Traffic will travel in one direction on Roberson Street, Maple Avenue and East Carr Street.
The three roads and South Greensboro Street surround what used to be the South Greensboro parking lot, which was fully closed on Oct. 17.
“In order to safely work around the building, and have enough space to maneuver equipment, we have to extend the construction limits out into the road,” Ben Schmadeke, capital projects manager for the Town of Carrboro, said.
The construction is expected to be complete in Spring 2024. Schmadeke estimated that impacted roads will remain one-way for the entire duration of construction.
He said that although the roads might be temporarily blocked for utility work, they will not be entirely closed.
Nate Boreiko, an employee at Neal’s Deli, a restaurant near the construction site, said the library is great, but the construction is creating some hardships for nearby small businesses.
Boreiko said the Town should take into consideration whether its construction and traffic plans are hurting some people.
“I'd be interested to see how it actually ends up,” Boreiko said, despite some concern over construction.
For cyclists who wish to access the Libba Cotten Bikeway, the Town of Carrboro encourages them to use Carr Street to avoid oncoming traffic on Roberson Street.
Drivers seeking alternative parking can consult the Carrboro Town parking map.
Since its groundbreaking in May, the parking lot and site of the 203 Project remained mostly open.
“In the past five months, there's been a lot of preparation for site work," Schmadeke said. "It's been a lot of utility coordination up to this point."
In August and September, the construction team began work.
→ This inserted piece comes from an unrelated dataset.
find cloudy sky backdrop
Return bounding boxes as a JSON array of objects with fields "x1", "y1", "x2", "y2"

They installed a stormwater junction box and about 50 feet of stormwater pipes.
Schmadeke said the construction workers are currently demolishing the existing pavement and preparing for the foundation work.
“Speaking for the Town of Carrboro, it's been as efficient as it could have been,” Schmadeke said.
In a Sept. 13 Carrboro Town Council meeting, Schmadeke said there will be about eight early-morning concrete pours before 7 a.m., which might cause noise.
The construction contractor will notify the Town one week in advance of upcoming works and will work with the Town to alert residents and business owners. However, no more than two morning pours will be permitted in a given week, and they will not fall on consecutive days or any Sunday.
When the construction is finished, what used to be the municipal parking lot will host the Orange County Southern Branch Library and the Orange County Skills Development Center.
The project will provide opportunities for education, art and community connection, according to the Town.
Catherine Lazorko, communication and engagement director for the Town of Carrboro, said the library will be the first standard-sized library and the largest capital project in Carrboro.
“There's great excitement in the community to see this public center constructed,” Lazorko said. “It's been a long time coming and many people are eagerly awaiting the completion of this project.”